In the past, researchers have had trouble making use of cancer-specific glycans to target and destroy tumors because it’s difficult to attach antibodies – substances that recognize the cancer cell – to glycans.

But Demetriou and Zhou have developed a clever way around that problem by engineering an artificial protein, called a bispecific protein. The protein is “antibody independent,” and because it recognizes a common cancer glycan, it can work on different types of cancers.

“I think immunotherapy is the wave of the future for cancer treatment,” Demetriou says. “The impact of this grant is enormous. We’ve been working on this since 2015, but on a shoestring. This grant takes it to a whole different level.”

Demetriou hopes to see their research move into clinical trials in a few years.

From lab to bedside

Impacting the lives of cancer patients as quickly as possible is also the goal of Dr. Daniela Bota, a UCI Health neuro-oncologist and internationally recognized expert on brain cancer. Bota was recently named chief U.S. investigator on an international clinical trial testing a new drug, a proteasome inhibitor called marizomib, for glioblastoma – the most deadly type of brain cancer.

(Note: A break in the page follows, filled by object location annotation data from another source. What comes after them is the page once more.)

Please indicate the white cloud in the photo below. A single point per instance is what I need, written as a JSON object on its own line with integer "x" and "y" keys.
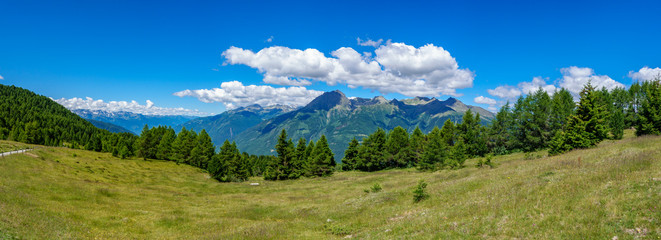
{"x": 116, "y": 106}
{"x": 574, "y": 78}
{"x": 489, "y": 101}
{"x": 234, "y": 94}
{"x": 370, "y": 42}
{"x": 396, "y": 68}
{"x": 646, "y": 74}
{"x": 536, "y": 84}
{"x": 485, "y": 100}
{"x": 506, "y": 92}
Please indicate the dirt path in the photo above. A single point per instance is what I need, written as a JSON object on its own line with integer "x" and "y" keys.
{"x": 14, "y": 152}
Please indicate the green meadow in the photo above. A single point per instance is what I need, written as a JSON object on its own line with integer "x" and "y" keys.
{"x": 607, "y": 192}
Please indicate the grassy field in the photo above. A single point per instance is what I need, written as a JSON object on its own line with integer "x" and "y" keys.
{"x": 8, "y": 146}
{"x": 612, "y": 190}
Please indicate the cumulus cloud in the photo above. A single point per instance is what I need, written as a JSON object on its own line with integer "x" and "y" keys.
{"x": 124, "y": 106}
{"x": 396, "y": 68}
{"x": 370, "y": 42}
{"x": 234, "y": 94}
{"x": 506, "y": 92}
{"x": 489, "y": 101}
{"x": 485, "y": 100}
{"x": 574, "y": 78}
{"x": 644, "y": 74}
{"x": 536, "y": 84}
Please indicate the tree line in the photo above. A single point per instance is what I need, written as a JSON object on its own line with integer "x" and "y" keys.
{"x": 536, "y": 121}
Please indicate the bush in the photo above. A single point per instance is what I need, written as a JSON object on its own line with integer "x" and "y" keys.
{"x": 420, "y": 193}
{"x": 375, "y": 188}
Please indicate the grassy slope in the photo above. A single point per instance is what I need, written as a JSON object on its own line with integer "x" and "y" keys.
{"x": 612, "y": 190}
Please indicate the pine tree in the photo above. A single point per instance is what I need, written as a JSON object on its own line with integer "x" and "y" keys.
{"x": 299, "y": 160}
{"x": 562, "y": 106}
{"x": 417, "y": 144}
{"x": 448, "y": 133}
{"x": 398, "y": 140}
{"x": 620, "y": 98}
{"x": 500, "y": 131}
{"x": 164, "y": 149}
{"x": 435, "y": 155}
{"x": 372, "y": 152}
{"x": 322, "y": 159}
{"x": 649, "y": 120}
{"x": 179, "y": 149}
{"x": 592, "y": 113}
{"x": 350, "y": 155}
{"x": 282, "y": 169}
{"x": 585, "y": 128}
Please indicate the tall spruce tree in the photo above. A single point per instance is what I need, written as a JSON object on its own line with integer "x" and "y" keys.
{"x": 164, "y": 148}
{"x": 500, "y": 131}
{"x": 299, "y": 160}
{"x": 417, "y": 144}
{"x": 435, "y": 153}
{"x": 649, "y": 120}
{"x": 373, "y": 152}
{"x": 322, "y": 159}
{"x": 281, "y": 169}
{"x": 398, "y": 142}
{"x": 350, "y": 155}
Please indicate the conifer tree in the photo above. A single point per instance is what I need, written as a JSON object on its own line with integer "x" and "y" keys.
{"x": 417, "y": 144}
{"x": 164, "y": 149}
{"x": 592, "y": 113}
{"x": 500, "y": 131}
{"x": 435, "y": 153}
{"x": 299, "y": 160}
{"x": 398, "y": 141}
{"x": 448, "y": 133}
{"x": 350, "y": 156}
{"x": 562, "y": 106}
{"x": 649, "y": 120}
{"x": 373, "y": 152}
{"x": 322, "y": 159}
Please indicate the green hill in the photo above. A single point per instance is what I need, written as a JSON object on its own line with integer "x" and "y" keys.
{"x": 229, "y": 124}
{"x": 341, "y": 119}
{"x": 109, "y": 126}
{"x": 605, "y": 192}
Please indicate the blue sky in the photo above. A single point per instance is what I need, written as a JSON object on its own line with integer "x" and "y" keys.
{"x": 130, "y": 50}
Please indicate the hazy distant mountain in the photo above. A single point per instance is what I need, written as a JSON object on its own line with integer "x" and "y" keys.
{"x": 133, "y": 121}
{"x": 229, "y": 124}
{"x": 341, "y": 119}
{"x": 108, "y": 126}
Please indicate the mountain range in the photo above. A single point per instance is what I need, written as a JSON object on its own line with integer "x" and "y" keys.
{"x": 134, "y": 122}
{"x": 229, "y": 124}
{"x": 255, "y": 128}
{"x": 341, "y": 119}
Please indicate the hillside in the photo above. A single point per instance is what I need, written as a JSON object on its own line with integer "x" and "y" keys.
{"x": 133, "y": 121}
{"x": 31, "y": 118}
{"x": 600, "y": 193}
{"x": 108, "y": 126}
{"x": 340, "y": 119}
{"x": 229, "y": 124}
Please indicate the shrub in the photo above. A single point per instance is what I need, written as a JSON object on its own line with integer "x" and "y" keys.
{"x": 420, "y": 193}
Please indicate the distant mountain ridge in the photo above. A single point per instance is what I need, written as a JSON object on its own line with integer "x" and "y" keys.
{"x": 132, "y": 121}
{"x": 341, "y": 118}
{"x": 109, "y": 126}
{"x": 229, "y": 124}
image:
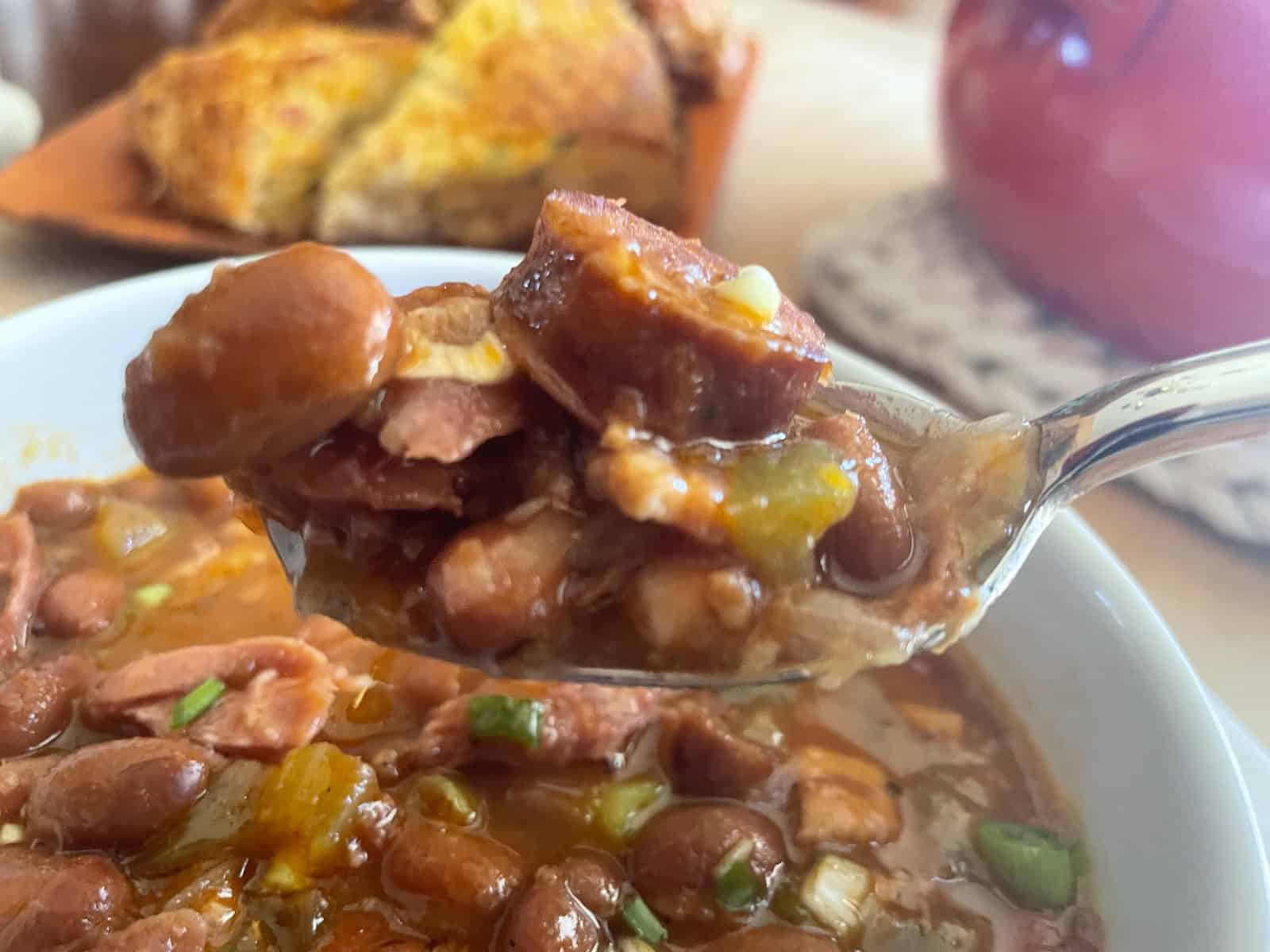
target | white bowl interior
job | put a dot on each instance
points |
(1075, 647)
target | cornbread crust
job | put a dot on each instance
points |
(511, 101)
(241, 132)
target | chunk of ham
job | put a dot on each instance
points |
(279, 692)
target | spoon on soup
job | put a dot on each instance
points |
(986, 489)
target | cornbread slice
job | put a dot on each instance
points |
(512, 98)
(241, 131)
(238, 16)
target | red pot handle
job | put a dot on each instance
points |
(1114, 29)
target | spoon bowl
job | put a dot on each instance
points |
(1161, 413)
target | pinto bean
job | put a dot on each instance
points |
(37, 704)
(17, 778)
(56, 901)
(615, 317)
(463, 869)
(80, 605)
(19, 583)
(59, 505)
(118, 793)
(266, 359)
(673, 858)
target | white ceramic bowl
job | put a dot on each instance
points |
(1075, 647)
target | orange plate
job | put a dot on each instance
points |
(87, 179)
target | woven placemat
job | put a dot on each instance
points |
(907, 282)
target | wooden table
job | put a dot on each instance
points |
(841, 114)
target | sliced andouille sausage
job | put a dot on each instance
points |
(705, 758)
(118, 793)
(19, 582)
(51, 901)
(80, 605)
(876, 539)
(498, 583)
(550, 917)
(772, 939)
(266, 359)
(37, 702)
(675, 856)
(463, 869)
(60, 505)
(178, 931)
(619, 319)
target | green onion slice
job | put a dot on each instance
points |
(197, 702)
(1030, 865)
(643, 922)
(737, 885)
(622, 806)
(503, 717)
(152, 596)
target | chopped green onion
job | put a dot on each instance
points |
(641, 922)
(444, 799)
(503, 717)
(152, 596)
(1030, 865)
(624, 806)
(833, 892)
(789, 907)
(197, 702)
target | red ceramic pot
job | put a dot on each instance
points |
(1117, 155)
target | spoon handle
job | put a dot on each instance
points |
(1161, 413)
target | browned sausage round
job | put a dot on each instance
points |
(549, 918)
(118, 793)
(37, 704)
(615, 317)
(61, 505)
(55, 901)
(80, 605)
(267, 357)
(179, 931)
(772, 939)
(673, 858)
(459, 867)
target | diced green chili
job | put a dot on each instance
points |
(787, 905)
(444, 799)
(152, 596)
(1030, 865)
(622, 806)
(197, 702)
(641, 920)
(503, 717)
(737, 885)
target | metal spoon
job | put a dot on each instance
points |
(1161, 413)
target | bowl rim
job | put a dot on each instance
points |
(1168, 666)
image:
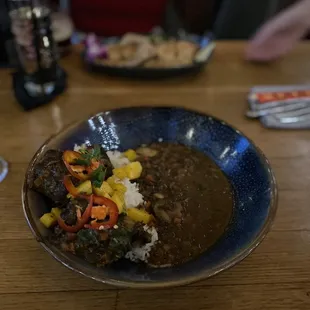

The test will combine marizomib with the standard treatment for glioblastoma, temozolomide chemotherapy and radiation therapy.

Bota was among the first in the world to begin studying marizomib, and much of the initial work clarifying its potential for glioblastoma took place in her lab. Her early research showed the compound could not only cross the blood-brain barrier, but also is not toxic to patients.

“Celgene, the company that has ownership of this drug, is sponsoring the Phase 3 clinical trial, and UCI will be the main U.S. center,” Bota says. “The reason we do this work here is we want our patients to have access to treatment that is only available at academic cancer centers like ours.”

Partners in cancer research

UCI cancer researchers universally praise Southern California residents who have participated in the Anti-Cancer Challenge or who enroll in clinical trials as partners in elevating cancer research at UCI Health.

“Patients cannot be guaranteed benefit in clinical trials,” Van Etten says. “However, very frequently we already know that a new treatment is beneficial versus the standard treatment. We wouldn’t offer it otherwise.

“But patients understand that when they participate in a trial, it’s for the greater good — to help move the field forward. That’s what we’re all trying to do.”